Ms. Krause raised the question as to whether the concern for privacy is, in part, a function of age with older citizens being more concerned about privacy and loss identity than are younger citizens who are more familiar with information technology. Members of the Task Force acknowledge that this may well be the case.
Mr. Smith was asked if there are products that can block cookies and he indicated that such products are available, but difficult to access or use. Mr. Guthrie indicated that there is an enormous amount of law available to protect individuals, but question whether it is being utilized. He also noted that consumers can take action to not participate in order to preserve their anonymity.

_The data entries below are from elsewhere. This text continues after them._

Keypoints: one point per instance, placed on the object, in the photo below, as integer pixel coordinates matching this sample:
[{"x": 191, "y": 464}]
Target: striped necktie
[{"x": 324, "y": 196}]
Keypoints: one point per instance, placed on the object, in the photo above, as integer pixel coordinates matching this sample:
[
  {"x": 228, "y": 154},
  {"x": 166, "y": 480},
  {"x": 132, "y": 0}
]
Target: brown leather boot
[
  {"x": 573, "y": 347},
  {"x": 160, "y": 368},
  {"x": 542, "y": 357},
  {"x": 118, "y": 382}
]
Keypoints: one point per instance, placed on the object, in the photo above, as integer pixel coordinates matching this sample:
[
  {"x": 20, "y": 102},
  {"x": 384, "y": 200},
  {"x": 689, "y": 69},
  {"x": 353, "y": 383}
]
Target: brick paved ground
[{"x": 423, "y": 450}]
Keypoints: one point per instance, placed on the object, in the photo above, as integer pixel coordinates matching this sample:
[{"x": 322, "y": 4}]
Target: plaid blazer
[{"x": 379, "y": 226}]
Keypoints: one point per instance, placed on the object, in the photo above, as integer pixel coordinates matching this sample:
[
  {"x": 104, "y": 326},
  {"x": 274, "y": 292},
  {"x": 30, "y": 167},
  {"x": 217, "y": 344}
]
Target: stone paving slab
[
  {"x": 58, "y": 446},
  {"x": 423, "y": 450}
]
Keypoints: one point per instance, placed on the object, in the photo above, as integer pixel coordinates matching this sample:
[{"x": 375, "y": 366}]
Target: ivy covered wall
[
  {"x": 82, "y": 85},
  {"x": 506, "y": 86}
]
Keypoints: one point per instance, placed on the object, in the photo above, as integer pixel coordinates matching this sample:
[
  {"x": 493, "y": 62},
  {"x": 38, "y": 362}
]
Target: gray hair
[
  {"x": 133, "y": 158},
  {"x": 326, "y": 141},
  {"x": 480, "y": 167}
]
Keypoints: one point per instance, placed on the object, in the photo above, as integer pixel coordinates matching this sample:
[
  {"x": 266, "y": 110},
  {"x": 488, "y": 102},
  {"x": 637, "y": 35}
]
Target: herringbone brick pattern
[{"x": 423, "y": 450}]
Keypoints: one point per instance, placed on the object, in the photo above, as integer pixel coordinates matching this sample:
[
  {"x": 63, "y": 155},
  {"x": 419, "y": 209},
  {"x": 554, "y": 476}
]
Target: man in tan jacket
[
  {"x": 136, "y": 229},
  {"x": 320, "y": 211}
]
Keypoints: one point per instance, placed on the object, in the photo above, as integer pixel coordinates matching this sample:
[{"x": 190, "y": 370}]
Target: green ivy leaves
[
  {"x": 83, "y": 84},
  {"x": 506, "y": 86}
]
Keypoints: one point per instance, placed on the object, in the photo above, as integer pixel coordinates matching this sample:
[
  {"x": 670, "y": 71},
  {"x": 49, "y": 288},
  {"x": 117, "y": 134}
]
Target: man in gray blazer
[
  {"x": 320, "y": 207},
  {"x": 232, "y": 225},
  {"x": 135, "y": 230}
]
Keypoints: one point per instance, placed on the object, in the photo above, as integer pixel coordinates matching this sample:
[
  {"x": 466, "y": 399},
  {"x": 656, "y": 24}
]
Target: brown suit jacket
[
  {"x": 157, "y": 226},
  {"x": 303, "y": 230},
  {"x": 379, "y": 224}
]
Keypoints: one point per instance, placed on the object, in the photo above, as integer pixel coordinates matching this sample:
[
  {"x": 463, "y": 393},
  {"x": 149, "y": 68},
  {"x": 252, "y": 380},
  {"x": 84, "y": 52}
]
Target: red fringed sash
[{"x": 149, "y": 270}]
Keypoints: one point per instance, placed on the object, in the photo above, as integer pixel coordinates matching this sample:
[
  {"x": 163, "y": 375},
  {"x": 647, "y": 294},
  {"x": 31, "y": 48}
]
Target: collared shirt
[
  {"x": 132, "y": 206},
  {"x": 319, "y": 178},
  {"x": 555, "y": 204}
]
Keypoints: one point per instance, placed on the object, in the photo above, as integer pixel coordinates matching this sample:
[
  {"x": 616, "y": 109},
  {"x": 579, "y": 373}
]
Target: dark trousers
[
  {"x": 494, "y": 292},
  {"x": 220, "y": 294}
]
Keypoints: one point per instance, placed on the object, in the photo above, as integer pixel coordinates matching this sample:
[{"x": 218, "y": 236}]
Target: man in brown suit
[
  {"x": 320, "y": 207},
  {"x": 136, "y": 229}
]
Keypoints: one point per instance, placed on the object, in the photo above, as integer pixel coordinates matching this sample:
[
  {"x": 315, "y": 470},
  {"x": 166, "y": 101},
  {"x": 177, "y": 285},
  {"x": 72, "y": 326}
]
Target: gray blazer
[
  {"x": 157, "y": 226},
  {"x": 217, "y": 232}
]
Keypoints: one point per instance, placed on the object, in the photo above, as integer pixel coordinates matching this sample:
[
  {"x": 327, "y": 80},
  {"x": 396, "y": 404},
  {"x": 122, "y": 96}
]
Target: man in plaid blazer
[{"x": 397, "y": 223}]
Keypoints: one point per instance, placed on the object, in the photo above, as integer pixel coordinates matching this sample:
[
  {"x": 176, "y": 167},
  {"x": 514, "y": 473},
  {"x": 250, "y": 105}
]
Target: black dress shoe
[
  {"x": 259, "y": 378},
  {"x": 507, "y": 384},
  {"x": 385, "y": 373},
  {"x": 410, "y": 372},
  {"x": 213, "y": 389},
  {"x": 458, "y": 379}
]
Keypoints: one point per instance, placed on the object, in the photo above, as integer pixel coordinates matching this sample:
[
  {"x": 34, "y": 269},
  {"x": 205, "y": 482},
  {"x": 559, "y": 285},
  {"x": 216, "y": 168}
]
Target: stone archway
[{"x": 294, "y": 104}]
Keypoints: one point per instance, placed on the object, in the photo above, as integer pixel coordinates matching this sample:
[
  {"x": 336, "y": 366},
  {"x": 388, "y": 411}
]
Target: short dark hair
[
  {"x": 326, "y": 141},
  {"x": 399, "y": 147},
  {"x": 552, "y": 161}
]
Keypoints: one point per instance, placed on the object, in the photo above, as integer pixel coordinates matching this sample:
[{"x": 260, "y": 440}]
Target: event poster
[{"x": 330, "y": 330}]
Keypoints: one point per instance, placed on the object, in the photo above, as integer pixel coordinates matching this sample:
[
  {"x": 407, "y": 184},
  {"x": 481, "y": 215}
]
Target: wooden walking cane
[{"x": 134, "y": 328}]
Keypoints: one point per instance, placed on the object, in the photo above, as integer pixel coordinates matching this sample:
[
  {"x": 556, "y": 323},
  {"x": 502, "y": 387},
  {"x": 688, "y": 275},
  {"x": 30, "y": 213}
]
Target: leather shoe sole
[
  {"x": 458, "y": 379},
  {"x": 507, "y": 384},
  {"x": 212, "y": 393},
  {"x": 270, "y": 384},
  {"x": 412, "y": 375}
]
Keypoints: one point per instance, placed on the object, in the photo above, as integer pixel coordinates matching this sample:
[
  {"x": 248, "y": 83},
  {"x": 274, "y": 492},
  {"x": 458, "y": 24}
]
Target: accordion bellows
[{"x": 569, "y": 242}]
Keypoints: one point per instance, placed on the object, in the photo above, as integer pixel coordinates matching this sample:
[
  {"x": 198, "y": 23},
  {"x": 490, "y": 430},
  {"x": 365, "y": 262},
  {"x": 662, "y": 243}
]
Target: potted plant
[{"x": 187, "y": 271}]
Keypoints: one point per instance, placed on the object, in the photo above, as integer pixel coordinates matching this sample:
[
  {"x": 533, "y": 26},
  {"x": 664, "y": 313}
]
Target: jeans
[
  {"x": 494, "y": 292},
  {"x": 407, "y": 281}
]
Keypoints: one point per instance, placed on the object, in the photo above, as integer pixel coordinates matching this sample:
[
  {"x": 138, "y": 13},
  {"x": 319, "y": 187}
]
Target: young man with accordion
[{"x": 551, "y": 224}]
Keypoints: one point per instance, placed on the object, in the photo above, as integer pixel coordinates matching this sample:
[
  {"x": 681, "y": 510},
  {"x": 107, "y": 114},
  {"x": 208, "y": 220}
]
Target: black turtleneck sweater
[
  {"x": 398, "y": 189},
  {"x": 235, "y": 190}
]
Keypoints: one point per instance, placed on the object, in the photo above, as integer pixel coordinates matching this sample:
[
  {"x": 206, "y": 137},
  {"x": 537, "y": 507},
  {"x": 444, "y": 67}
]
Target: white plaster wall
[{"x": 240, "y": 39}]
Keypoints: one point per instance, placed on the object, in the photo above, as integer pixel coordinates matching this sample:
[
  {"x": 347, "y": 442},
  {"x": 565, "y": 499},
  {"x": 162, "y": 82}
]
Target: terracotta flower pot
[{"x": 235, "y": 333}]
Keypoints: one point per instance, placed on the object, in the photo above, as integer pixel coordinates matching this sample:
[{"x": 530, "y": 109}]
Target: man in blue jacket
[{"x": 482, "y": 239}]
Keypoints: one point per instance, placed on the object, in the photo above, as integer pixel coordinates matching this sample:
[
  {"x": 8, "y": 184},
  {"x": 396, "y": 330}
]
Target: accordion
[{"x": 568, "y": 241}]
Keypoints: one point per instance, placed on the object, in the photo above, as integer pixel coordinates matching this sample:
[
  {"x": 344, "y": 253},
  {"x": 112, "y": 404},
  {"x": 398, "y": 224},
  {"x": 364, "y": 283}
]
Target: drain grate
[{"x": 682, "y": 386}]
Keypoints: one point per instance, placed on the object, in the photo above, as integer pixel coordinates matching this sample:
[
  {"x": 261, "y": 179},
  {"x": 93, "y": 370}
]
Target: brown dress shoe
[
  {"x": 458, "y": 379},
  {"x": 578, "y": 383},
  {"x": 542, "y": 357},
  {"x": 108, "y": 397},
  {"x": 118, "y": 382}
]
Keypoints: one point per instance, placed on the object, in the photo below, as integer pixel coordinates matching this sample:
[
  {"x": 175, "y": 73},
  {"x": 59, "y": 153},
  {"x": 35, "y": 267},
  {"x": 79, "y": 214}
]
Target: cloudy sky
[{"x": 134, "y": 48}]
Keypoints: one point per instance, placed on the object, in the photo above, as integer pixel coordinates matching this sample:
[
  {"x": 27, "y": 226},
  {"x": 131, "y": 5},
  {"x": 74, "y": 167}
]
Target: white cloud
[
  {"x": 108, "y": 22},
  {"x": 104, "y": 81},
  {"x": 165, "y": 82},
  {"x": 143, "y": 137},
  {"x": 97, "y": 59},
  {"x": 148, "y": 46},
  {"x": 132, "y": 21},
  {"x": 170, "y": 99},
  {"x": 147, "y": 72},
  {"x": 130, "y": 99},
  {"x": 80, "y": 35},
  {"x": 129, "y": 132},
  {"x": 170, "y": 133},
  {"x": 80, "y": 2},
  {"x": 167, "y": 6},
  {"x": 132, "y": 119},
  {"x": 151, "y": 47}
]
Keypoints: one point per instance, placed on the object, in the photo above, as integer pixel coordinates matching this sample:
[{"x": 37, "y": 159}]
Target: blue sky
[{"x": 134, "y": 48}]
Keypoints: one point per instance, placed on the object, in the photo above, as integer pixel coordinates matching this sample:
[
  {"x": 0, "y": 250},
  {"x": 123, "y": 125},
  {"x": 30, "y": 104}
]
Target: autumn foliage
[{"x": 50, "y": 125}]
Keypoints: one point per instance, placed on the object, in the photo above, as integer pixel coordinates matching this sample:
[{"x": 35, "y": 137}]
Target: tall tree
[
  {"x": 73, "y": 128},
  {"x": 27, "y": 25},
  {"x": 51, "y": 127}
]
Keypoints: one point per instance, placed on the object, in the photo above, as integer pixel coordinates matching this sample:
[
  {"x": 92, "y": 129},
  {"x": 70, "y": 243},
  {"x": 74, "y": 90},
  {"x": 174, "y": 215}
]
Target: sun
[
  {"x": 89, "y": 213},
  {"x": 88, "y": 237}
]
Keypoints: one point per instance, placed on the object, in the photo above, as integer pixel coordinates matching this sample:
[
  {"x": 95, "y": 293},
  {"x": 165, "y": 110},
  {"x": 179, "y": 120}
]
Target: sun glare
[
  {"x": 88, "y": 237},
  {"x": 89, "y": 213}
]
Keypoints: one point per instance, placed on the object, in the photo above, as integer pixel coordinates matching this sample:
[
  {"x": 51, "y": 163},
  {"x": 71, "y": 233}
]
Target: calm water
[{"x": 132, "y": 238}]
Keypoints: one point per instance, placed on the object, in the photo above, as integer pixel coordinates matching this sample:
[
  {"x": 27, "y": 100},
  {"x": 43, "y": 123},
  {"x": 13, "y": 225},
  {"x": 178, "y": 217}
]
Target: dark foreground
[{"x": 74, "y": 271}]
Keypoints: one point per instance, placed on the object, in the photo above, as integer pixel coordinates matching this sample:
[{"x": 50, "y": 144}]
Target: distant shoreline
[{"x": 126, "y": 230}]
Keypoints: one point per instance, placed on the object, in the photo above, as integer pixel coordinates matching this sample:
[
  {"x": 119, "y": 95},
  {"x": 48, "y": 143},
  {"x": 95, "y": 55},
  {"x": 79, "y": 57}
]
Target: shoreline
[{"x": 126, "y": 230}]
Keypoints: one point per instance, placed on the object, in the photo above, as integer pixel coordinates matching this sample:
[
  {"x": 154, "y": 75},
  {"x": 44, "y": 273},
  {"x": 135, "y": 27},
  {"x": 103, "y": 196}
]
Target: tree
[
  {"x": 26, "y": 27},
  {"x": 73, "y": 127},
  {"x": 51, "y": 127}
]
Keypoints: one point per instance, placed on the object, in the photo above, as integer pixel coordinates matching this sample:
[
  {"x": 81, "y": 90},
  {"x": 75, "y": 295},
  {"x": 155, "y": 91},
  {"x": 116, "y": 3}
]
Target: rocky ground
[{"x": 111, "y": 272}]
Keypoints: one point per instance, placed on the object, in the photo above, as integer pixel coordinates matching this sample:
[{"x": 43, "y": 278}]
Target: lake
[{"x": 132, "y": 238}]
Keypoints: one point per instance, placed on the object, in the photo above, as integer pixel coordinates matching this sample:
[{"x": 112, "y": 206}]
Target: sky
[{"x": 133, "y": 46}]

The Task Force members thanked Messrs. Keating and Smith for their valuable input.
The Task Force then discussed the date for its next meeting and the topics. It was agreed that the meeting would be conducted on March 15 or March 16, 2001. Among the topics that the Task Force would like to consider are:
Results of the questionnaire sent by Governor Owens to state departments and agencies regarding the collection of personal information.
A discussion period to consider the information provided during the course of the meeting on February 16, 2001.
A discussion of the process that will be employed by the Task Force to create the report to the legislature.
There being no further business to come before the Task Force, the meeting was adjourned at 5:15 p.m.